If I were adding indicators, it would be something intangible about the past and a sense of what happened in a place before, and being able to see that authentically, not through plaques. There are still some really old, left-alone things among the multi-storey townhouses, some weird gargoyles, places that offer evidence that there was something quirky going on in the minds of the people who built them. There are these layers that speak to me about what the place was once like.

This reminded me of something William Gibson once said, regarding Ridley Scott’s Blade Runner vision of a realistic future city:

The simplest and most radical thing that Ridley Scott did in Blade Runner was to put urban archaeology in every frame. It hadn’t been obvious to mainstream American science fiction that cities are like compost heaps — just layers and layers of stuff. In cities, the past and the present and the future can all be totally adjacent. In Europe, that’s just life — it’s not science fiction, it’s not fantasy. But in American science fiction, the city in the future was always brand-new, every square inch of it.

Southbank and Docklands may be rich and desirable neighbourhoods, but there’s a certain stigma to them for their newness. More judgemental Melburnians look at them as they do Sydney – being all about glitz and money, lacking some certain vital aspect that makes old neighbourhoods like Carlton and Fitzroy more appealing. I can’t speak for everyone, but if I had a choice between a townhouse in Fitzroy or an apartment in Southbank, I know what I’d choose. Some places lack stories, legends, a past. They’re designed by committee, funded by private investors out to make as much money as possible or government bodies trying to “re-develop” areas to get re-elected. They are neighbourhoods created from scratch, by people who should not be in the business of creating neighbourhoods. Perhaps because nobody should, or can, be in that business. Neighbourhoods should create themselves.

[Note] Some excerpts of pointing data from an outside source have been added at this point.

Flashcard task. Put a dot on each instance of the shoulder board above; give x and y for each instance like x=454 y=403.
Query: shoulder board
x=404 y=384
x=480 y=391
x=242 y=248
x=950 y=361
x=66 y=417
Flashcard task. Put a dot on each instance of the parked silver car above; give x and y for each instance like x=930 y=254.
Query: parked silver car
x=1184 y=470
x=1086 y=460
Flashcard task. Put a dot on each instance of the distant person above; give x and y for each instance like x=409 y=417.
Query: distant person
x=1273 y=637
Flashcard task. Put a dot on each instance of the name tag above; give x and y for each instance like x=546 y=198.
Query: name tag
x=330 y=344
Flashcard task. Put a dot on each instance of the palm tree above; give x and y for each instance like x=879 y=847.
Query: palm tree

Gentrification is an inevitable and not entirely negative process. But it bothers me when developers move into an old neighbourhood and demolish old structures. In Footscray they are tearing down factories and warehouses from the 1930s to make way for ugly, identical, brand new apartment blocks (you can have your choice of white, grey or maroon). In Fitzroy I once visited a warehouse apartment, with brick walls and catwalk balconies. It’s not necessary to throw away the past to repurpose the present. It can be preserved, and it is better to do so. Maybe not cheaper, but better.

I think the disconnect I feel with modern architecture is a combination of both factors. I think modern architectural design is objectively ugly. Even when something is clean and neat and not particularly offensive, it’s boring. White cubes are boring. Big glass windows, if they only give a view of a hundred identical Mirvac Fini apartment towers, are boring. Clean blank space is boring. And a neighbourhood in which absolutely everything was built a few years ago – no matter how well designed, no matter how many cafes and restaurants and bookstores it has – will always feel a bit too much like a hospital or a government office. Utilitarian, sterile, lacking that vital connection to what came before it.

And I am surely not the only one who thinks that. I’ve quoted from several above, and the existence of preservation groups and the price of 19th century townhouses in Melbourne must be evidence that this opinion is, if not majority, at least widespread. Why can we not build old buildings that look like new buildings? I see the refurbishments and conversions of old, dilapidated buildings into new apartment blocks, which is good, but when something is built from scratch it’s either a McMansion or a glass and steel Southbank rectangle. Where has the vision gone? Have we lost our ability to design beautiful things? Or do we just not care?